LENSASATU.COM || BONE – Bupati Bone H Andi Asman Sulaiman, Menyampaikan Sekaligus Menyerahkan Laporan Keterangan Pertanggung Jawaban (LKPJ) Bupati Bone Tahun 2024 ke DPRD kabupaten Bone. Penyerahan LKPJ ini, dilakukan melalui rapat paripurna DPRD Bone, Kamis (27/03/2025).
Rapat paripurna penyerahan LKPJ Bupati 2024 dipimpin oleh Ketua DPRD Andi Tenri Walinonong, didampingi oleh Wakil Ketua DPRD Bone Muhammad Asrullah dan Khairul Amran di ruang rapat paripurna kantor DPRD Bone, Jl. Reformasi.

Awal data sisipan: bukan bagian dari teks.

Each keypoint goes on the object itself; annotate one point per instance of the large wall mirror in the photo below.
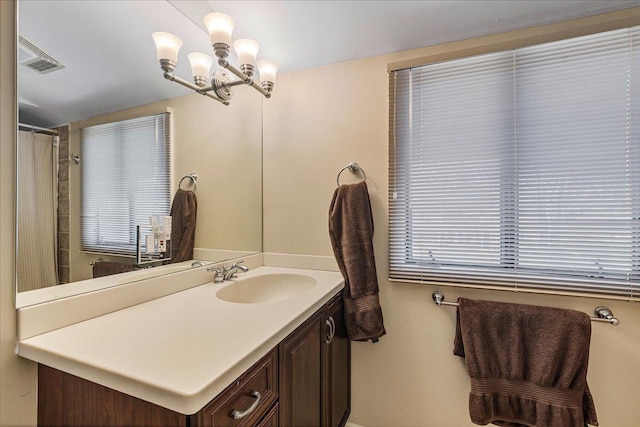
(110, 73)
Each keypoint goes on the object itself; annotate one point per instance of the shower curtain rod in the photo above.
(37, 129)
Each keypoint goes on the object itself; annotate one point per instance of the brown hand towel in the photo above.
(351, 232)
(106, 268)
(183, 225)
(528, 364)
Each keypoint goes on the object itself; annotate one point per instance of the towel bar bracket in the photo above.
(602, 314)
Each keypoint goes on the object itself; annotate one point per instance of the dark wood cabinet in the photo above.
(246, 401)
(315, 365)
(304, 381)
(336, 367)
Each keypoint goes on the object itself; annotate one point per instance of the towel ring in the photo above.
(353, 168)
(193, 177)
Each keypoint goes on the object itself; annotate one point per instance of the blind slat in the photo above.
(126, 178)
(520, 169)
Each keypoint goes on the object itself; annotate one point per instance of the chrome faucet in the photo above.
(224, 273)
(233, 270)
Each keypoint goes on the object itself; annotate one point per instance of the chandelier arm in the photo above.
(203, 91)
(247, 80)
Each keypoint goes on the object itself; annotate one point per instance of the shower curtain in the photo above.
(37, 248)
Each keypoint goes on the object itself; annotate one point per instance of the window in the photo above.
(126, 178)
(520, 169)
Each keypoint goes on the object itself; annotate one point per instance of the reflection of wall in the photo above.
(19, 377)
(413, 365)
(223, 145)
(63, 204)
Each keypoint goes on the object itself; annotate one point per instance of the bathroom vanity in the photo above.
(195, 359)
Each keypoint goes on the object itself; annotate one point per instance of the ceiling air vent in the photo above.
(35, 58)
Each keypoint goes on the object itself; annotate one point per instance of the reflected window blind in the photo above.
(520, 169)
(126, 178)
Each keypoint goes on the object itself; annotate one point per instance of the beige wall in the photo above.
(17, 375)
(324, 118)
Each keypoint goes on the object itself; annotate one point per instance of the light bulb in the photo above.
(220, 27)
(167, 46)
(200, 66)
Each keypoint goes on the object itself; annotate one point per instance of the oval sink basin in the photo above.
(266, 288)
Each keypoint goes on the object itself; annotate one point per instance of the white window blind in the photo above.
(520, 169)
(126, 178)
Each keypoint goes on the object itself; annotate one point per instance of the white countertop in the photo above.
(181, 350)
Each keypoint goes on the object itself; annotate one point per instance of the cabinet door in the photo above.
(300, 364)
(336, 378)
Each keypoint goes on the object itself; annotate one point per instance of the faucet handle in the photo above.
(218, 276)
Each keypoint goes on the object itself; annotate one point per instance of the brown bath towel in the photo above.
(183, 225)
(528, 364)
(106, 268)
(351, 232)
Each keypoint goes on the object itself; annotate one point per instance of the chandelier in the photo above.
(217, 85)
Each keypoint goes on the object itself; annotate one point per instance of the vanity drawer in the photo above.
(249, 398)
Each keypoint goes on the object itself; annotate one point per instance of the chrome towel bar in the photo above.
(602, 314)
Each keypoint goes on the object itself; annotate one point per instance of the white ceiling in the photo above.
(110, 60)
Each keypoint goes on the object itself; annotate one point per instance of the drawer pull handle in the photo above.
(332, 330)
(236, 415)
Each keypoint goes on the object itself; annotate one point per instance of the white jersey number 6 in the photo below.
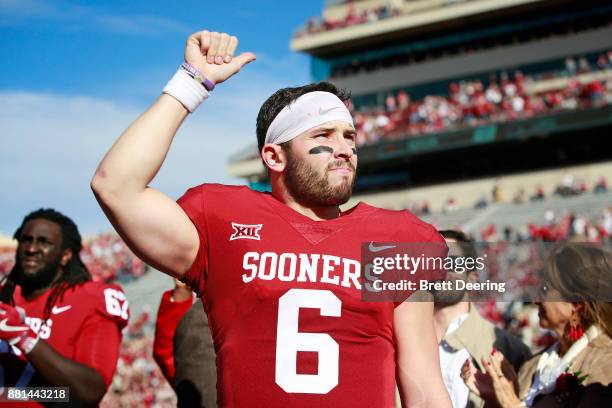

Selain Bupati, Pimpinan dan Anggota DPRD Bone, rapat paripurna itu juga dihadiri oleh unsur Forkopimda, Pj Sekda Andi Sabaruddin, serta puluhan pejabat Eselon II dan Eselon III lingkup Pemkab Bone.
Bupati Bone Andi Asman Sulaiman menyampaikan banyak hal, mulai dari IPM, angka kemiskinkan, inflasi hingga pertumbuhan ekonomi.
Pertumbuhan ekonomi Bone yang menunjukkan trend positif, Ekonomi Bone bertumbuh sebesar 1,78 persen atau 5,55 persen tahun 2024.
Peningkatan salah satunya di sektor pertanian. Diketahui, saat Andi Asman menjabat Kadis Pertanian, Ia sangat fokus meningkatkan produksi gabah dan jagung, melalui berbagai inovasi.
Kemudian dipaparkan, Angka kemiskinan juga cenderung menurun. Dia menyebutkan presentase penduduk miskin tahun 2024 mencapai 9,58 persen atau turun 0,95 persen.
“Kita juga patut bersyukur bahwa realisasi capaian kinerja pada urusan pendidikan mengalami trend peningkatan dari tahun ke tahun. Baik angka rata rata lama sekolah, angka harapan paka sekolah maupun indeks pendidikan, ” Jelasnya.
Bupati bersama Wakil Bupati Bone berkomitmen mewujudkan Kabupaten Bone yang mandiri berkeadilan dan berkelanjutan.
” Guna mewujudkan visi tersebut saya bersama Wakil Bupati Bone telah menancapkan 5 prioritas pembangunan yang wajib diintervensi oleh seluruh perangkat daerah, ” Katanya.
Lima program prioritas tersebut yaitu meliputi peningkatan SDM dan perlindungan sosial yang berkualitas serta pemajuan kebudayaan. Kemudian tata kelola pemerintahan yang berintegritas, adaptif dan inovatif.
Selanjutnya dikatakan Bupati “peningkatan struktur perekonomian yang stabil. Kemudian peningkatan diplomasi dan daya saing daerah berbasi ekonomi hijau dan ekonomi biru dan akselerasi pembangunan infrastruktur kewilayahan yang merata, berkeadilan serta berkelanjutan, ” Tuturnya.
Dalam rapat tersebut Bebrapa Anggota DPRD menyampaikan saran termasuk ketua Komisi l DPRD Rismono Sarlim yang mengingatkan agar dilakukan musrenbang Kabupaten.

Kata ketua komisi l, Merujuk pada Permendagri no 86 tahun 2017 pasal 94 poin 4, Musrembang RKPD Kabupaten Kota dilaksanakan paling lambat minggu ke Empat Bulan Maret.
” Saya kira 27 Maret ini minggu ke empat di bulan Maret dan kita belum melaksanakan namanya musrenbang kabupaten, ” Ucap Rismono.
Ia hanya mengingatkan jangan sampai dilupakan karena menurutnya, Bupati ini kerjanya cepat, jangan sampai dari Bappeda, Sekda lupa mengingatkan bahwa ada hal hal tahapan yang terlupakan yang merujuk pada Permendagri 86.
” Kali ini akan di verifikasi dengan APBD perubahan dan APBD Pokok apabila tidak sesuai dengan tahapan hasil Musrenbang, ” Sebutnya.
” Jadi tolong di cermati kalau kita belum melaksanakan musrenbang Kabupaten yang merujuk pada Permendagri 86 tahun 2017 pasal 94 poin 4, ” Pungkas Rismono.